Blaming the government for first denying him a dream of becoming a police officer and then, making him lose his job as an EMT, Dezi slowly becomes unhinged. First, he tends to blame the LAPD for an earlier altercation. With the 4th of July approaching, Dezi hatches a plan to make a statement by robbing the same bank where he was before. However, he is in for a shock when Detective Knight and Fitzgerald are on the case while protecting a holiday event, but there comes an even bigger surprise for both Knight and Dezi awaiting them.
With his retirement this past March, Bruce Willis still had some films in the can set to be released and in November, we were treated to the first of a trilogy where he played an unorthodox LAPD officer in Detective James Knight. The film, Detective Knight: Rogue, would be set on Halloween where he took on a gang of thieves decked out in masks. The second film, Detective Knight: Redemption, was released last month and is rightfully set in Christmas, marking Willis’ second Xmas-themed action (after the classic Die Hard). Finally, director Edward Drake unleashes the final film, whose subtitle rightfully sets the film on the 4th of July.

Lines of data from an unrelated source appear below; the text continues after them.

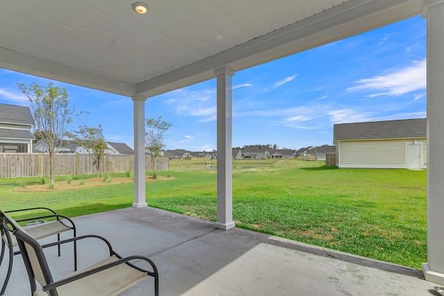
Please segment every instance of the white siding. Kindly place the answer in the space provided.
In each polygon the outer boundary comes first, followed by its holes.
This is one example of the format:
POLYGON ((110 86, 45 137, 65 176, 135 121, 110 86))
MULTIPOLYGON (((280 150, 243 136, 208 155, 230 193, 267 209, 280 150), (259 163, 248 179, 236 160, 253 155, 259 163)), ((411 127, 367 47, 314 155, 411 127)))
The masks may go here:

Of course, Willis may be the titular Detective Knight, but as with the previous installments, he pops up sporadically as this installment focuses more on the unhinged Dezi and his aspirations to make a name for himself. Played by Jack Kilmer, Dezi is a young fellow who had dreamed to be a police officer, but was denied not just by the force but by his overbearing father. While he is an EMT, he still has that mindset of his dream job when he ignores the shot robber and offers to help the bank manager. His relationship with Ally, played by The Hunger Games’ Willow Shields, is quite complicated as she clearly seems to have a moral compass.
While Willis does come in sporadically, we finally get the pieces of his backstory. We learn that he is divorced because he focuses more on his job and it caused a massive rift between not just him and his now ex-wife, but his daughter as well. He does have respect for his superior Bingham, played by Dina Meyer. The scene with these two has Willis explain what a good cop is, and he answers that a good cop doesn’t have to sleep well in order for others to do so. It should be mentioned that Jimmy Jean-Louis returns as Godwin Sango from Rogue, but he tends to have more of a rivalry with Knight because he still holds a grudge from the events of that very film.
Detective Knight: Independence is a fitting conclusion to the trilogy, as we finally get Knight’s backstory and it is driven from a good performance in Jack Kilmer’s aspiring and unhinged antagonist.
WFG RATING: B
Lionsgate presents a 308 Pictures production in association with Arcana Productions, Buffalo8 New Mexico, and BondIt Capital Media. Director: Edward Drake. Producers: Robert Dean and Corey Large. Writer: Edward Drake; based on the characters by Drake and Corey Large. Cinematography: Laffrey Witbrod. Editing: Justin Williams.
Cast: Bruce Willis, Jack Kilmer, Willow Shields, Lochlyn Munro, Jimmy Jean-Louis, Dina Meyer, Lorenzo Antonucci, Dax Campbell, Robert Laenen, Joe Munroe, Kimberly Christiann Pember.
The film will be released in select theaters, On Demand, and Digital on January 20.